Сколько подобных вопросов мелькает и уходит бесследно! Если бы каждый разворачивался в повесть или хотя бы в рассказ!

Первое, что я узнал про будущую вещь, — это что корабль действительно взорвался, все погибли. Вторыми — ни с того ни с сего слетели откуда-то сверху имя и фамилия главного героя: именно Ринальдо и именно Казуаз. Третьим пришло название: сначала "Переселенцы", потом — "Доверие" с подзаголовком "Сага о межведомственном информационном обмене".

Почти год минул, пока более или менее сложилось и все остальное. В январе 1976 — это были зимние каникулы, в тот год я кончал Университет — я написал исходный текст, а еще год спустя, после доработки правок, повесть была закончена. Совершенно безоглядно я давал ее читать всем, кому только мог. Я был очень горд своим творением и собой. В ноябре 77-го "Доверие" обсуждалось на семинаре фантастов и набрало довольно высокий балл; на этом бы все и кончилось. Но не кончилось.

В 1978 году в Ленинград приезжал известный фэнам Юра Илков из Болгарии. Мы познакомились, очень хорошо пообщались — я возил его в Комарово, где свел с Е. П. Брандисом и вдовой Ефремова… Юра прожил в Лениграде три, кажется, дня, а уезжая, обещал на будущее лето пригласить меня к себе, в Болгарию. И пригласил.

И меня не пустили.

В ОВИРе, куда я по малолетству пошел искать обьяснений, мне коротенько растолковали, что я не могу ехать по его приглашению, ибо он приезжал в СССР не по моему приглашению, и, значит, знакомство наше не близкое.

Нет худа без добра, кстати: злой, как черт, я вышел из ОВИРа и прямо на Конюшенной (тогда там еще были авиакассы) купил билет на Симферополь (тогда еще можно было просто взять да и купить билет на Симферополь), и так впервые попал в Коктебель, куда с тех пор езжу в отпуск каждый год.

Но это к слову.

В конце октября я улетал в Москву. В портфеле моем была, в частности, разноязыкая картотека книг, которые надлежало постараться в Москве найти и прочесть или хотя бы просмотреть, лежали там машинописные куски переводов моего любезного уголовного кодекса династии Таи, наброски статей…

В тот день на аэродроме Пулково можно было проносить автоматы, бомбы, пушки.

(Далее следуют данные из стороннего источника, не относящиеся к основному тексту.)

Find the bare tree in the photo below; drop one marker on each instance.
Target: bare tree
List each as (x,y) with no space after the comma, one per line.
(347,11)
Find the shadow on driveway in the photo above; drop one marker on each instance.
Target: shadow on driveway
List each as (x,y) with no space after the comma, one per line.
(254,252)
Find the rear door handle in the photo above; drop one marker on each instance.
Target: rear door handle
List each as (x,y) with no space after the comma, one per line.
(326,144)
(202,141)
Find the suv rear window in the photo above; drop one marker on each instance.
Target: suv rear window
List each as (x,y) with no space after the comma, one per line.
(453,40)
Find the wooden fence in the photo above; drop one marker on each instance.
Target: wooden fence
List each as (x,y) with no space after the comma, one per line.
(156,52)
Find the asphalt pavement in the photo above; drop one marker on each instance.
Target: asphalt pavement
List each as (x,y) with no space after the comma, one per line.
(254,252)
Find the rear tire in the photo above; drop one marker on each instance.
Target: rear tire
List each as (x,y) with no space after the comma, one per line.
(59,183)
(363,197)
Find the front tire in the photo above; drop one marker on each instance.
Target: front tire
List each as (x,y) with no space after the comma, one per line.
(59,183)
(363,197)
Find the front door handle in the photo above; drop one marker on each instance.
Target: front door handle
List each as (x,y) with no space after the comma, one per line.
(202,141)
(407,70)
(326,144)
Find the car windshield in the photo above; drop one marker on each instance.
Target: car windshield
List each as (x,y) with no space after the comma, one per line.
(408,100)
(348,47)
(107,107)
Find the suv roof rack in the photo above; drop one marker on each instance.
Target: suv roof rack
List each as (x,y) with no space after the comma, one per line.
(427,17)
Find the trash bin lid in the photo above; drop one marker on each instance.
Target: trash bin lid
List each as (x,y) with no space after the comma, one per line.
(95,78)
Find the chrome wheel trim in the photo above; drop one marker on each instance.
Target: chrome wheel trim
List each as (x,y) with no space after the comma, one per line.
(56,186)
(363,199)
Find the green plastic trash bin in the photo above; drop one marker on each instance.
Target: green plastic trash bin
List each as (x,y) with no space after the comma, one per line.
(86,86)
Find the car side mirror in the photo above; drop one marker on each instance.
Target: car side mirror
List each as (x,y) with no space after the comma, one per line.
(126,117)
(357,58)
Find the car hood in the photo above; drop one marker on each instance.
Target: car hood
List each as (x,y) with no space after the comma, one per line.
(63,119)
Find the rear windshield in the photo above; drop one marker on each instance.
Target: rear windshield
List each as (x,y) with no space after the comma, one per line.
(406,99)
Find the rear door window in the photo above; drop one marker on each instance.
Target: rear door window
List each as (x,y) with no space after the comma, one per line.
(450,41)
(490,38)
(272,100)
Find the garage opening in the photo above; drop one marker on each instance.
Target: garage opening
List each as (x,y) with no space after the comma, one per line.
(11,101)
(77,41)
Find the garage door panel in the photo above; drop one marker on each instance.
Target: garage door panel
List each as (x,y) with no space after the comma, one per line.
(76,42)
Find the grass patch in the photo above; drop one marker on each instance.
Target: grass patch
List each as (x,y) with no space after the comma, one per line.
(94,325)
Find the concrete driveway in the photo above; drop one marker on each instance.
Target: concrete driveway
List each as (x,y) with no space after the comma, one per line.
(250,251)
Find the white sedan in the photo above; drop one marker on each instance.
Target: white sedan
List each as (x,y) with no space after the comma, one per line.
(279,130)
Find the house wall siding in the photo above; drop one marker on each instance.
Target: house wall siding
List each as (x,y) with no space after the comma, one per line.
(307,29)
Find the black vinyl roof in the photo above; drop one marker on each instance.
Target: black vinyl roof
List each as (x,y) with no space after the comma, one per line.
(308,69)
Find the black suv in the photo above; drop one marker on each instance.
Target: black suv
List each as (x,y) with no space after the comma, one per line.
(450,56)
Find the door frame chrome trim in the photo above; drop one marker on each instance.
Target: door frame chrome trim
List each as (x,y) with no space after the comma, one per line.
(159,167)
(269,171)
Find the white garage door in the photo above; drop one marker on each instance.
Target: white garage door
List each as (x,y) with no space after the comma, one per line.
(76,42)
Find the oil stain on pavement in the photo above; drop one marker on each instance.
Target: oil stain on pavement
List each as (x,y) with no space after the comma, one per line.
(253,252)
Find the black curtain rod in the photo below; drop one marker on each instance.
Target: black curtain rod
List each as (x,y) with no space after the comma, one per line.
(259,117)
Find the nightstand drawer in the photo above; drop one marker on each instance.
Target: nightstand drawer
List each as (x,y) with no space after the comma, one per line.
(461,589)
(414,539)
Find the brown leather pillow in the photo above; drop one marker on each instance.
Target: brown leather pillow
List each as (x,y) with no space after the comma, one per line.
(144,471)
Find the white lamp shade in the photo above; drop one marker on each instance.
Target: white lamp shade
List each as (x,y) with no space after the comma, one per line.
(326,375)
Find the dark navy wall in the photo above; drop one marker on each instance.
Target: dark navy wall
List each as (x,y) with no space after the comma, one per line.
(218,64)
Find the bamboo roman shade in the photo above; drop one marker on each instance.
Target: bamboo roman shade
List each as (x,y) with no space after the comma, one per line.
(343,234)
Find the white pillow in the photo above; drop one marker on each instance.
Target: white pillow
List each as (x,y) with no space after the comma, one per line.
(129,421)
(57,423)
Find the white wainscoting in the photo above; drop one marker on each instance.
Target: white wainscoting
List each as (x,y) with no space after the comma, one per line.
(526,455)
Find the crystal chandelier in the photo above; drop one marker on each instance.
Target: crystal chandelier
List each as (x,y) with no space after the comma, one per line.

Безо всяких обьяснений портфелишко мой, совсем и не подозрительный с виду, был досмотрен самым тщательным образом. При виде бумаг, начисто забыв об обеспечении безопасности полетов, ко мне сбежалась чуть ли не вся милиция пропускного пункта. Охранники листали и наугад читали мои странички, рылись в картотеке и пытались разбирать английские и даже китайские выходные данные… Глаза у них горели: диссидента выявили с поличным! Нет, крамолы не нашлось, все — наука. Но вместо извинений — от меня же потребовали доказательств того, что я имею право ею заниматься. Аспирантский билет ПО института востоковедения АН СССР их, по счастью, удовлетворил. Все время полета у меня ушло на восстановление языкового и алфавитного порядка в картотеке.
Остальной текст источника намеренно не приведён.